Probable Bug in HyperLogLogPlusPlus

Hello everyone,
Somehow I am facing an issue while running certain aggregation query when cardinality is high.
The thread seems to be stuck at trace:

"elasticsearch[es-data-pz-listening4-es7-125-1b][search][T#12]" #167 daemon prio=5 os_prio=0 cpu=406513.48ms elapsed=2727.28s tid=0x0000aaab04deb130 nid=0x2d28bf runnable  [0x0000ffcf471fd000]
   java.lang.Thread.State: RUNNABLE
	at org.elasticsearch.search.aggregations.metrics.HyperLogLogPlusPlus$LinearCounting.addEncoded(org.elasticsearch.server@8.15.5/HyperLogLogPlusPlus.java:346)
	at org.elasticsearch.search.aggregations.metrics.AbstractLinearCounting.collect(org.elasticsearch.server@8.15.5/AbstractLinearCounting.java:48)

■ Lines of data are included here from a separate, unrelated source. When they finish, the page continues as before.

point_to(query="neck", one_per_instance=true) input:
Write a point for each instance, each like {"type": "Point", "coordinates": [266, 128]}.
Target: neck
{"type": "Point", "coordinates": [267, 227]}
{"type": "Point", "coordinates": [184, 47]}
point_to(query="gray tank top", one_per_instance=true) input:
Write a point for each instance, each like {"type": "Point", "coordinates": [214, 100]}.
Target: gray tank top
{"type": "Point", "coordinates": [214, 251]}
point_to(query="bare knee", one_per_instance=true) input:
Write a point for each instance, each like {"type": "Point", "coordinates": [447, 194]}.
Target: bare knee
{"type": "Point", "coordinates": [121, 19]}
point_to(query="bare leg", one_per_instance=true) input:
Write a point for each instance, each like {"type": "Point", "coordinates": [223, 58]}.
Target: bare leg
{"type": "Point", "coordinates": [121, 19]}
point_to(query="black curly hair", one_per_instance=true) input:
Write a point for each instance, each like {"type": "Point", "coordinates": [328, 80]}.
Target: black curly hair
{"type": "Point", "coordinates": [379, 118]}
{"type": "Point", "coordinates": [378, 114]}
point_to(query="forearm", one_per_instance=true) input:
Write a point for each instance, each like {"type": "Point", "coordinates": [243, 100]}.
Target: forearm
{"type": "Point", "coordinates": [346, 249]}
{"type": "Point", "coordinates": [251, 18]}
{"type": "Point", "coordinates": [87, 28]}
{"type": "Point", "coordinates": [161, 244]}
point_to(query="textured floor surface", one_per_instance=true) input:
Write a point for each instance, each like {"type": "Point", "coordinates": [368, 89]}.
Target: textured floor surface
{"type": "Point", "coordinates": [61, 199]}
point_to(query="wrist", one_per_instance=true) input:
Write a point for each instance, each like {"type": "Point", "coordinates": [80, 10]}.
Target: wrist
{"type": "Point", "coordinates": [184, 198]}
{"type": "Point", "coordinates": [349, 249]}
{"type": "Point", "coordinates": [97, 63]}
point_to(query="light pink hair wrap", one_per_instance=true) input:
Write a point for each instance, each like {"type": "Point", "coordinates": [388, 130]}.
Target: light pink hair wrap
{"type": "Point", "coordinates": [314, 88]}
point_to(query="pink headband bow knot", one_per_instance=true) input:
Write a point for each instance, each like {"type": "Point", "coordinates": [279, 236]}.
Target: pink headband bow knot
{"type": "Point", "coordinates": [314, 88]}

	at org.elasticsearch.search.aggregations.metrics.HyperLogLogPlusPlus.collect(org.elasticsearch.server@8.15.5/HyperLogLogPlusPlus.java:136)
	at org.elasticsearch.search.aggregations.metrics.CardinalityAggregator$OrdinalsCollector.postCollect(org.elasticsearch.server@8.15.5/CardinalityAggregator.java:352)
	at org.elasticsearch.search.aggregations.metrics.CardinalityAggregator.postCollectLastCollector(org.elasticsearch.server@8.15.5/CardinalityAggregator.java:157)
	at org.elasticsearch.search.aggregations.metrics.CardinalityAggregator.getLeafCollector(org.elasticsearch.server@8.15.5/CardinalityAggregator.java:148)
	at org.elasticsearch.search.aggregations.AggregatorBase.getLeafCollector(org.elasticsearch.server@8.15.5/AggregatorBase.java:233)
	at org.elasticsearch.search.aggregations.MultiBucketCollector$1.getLeafCollector(org.elasticsearch.server@8.15.5/MultiBucketCollector.java:92)
	at org.elasticsearch.search.aggregations.AggregatorBase.getLeafCollector(org.elasticsearch.server@8.15.5/AggregatorBase.java:232)
	at org.elasticsearch.search.aggregations.AdaptingAggregator.getLeafCollector(org.elasticsearch.server@8.15.5/AdaptingAggregator.java:86)
	at org.elasticsearch.search.aggregations.MultiBucketCollector.getLeafCollector(org.elasticsearch.server@8.15.5/MultiBucketCollector.java:174)
	at org.elasticsearch.search.aggregations.bucket.terms.GroupByAggregator$WithPrimaryField$SubAggsLeafBucketCollector.<init>(GroupByAggregator.java:861)
	at org.elasticsearch.search.aggregations.bucket.terms.GroupByAggregator$WithPrimaryField.computeDifferedSubAggregations(GroupByAggregator.java:531)
	at org.elasticsearch.search.aggregations.bucket.terms.GroupByAggregator$WithPrimaryField.buildAggregation(GroupByAggregator.java:500)
	at org.elasticsearch.search.aggregations.bucket.terms.GroupByAggregator$WithPrimaryField.buildAggregations(GroupByAggregator.java:479)
	at org.elasticsearch.search.aggregations.bucket.BucketsAggregator.buildSubAggsForBuckets(org.elasticsearch.server@8.15.5/BucketsAggregator.java:190)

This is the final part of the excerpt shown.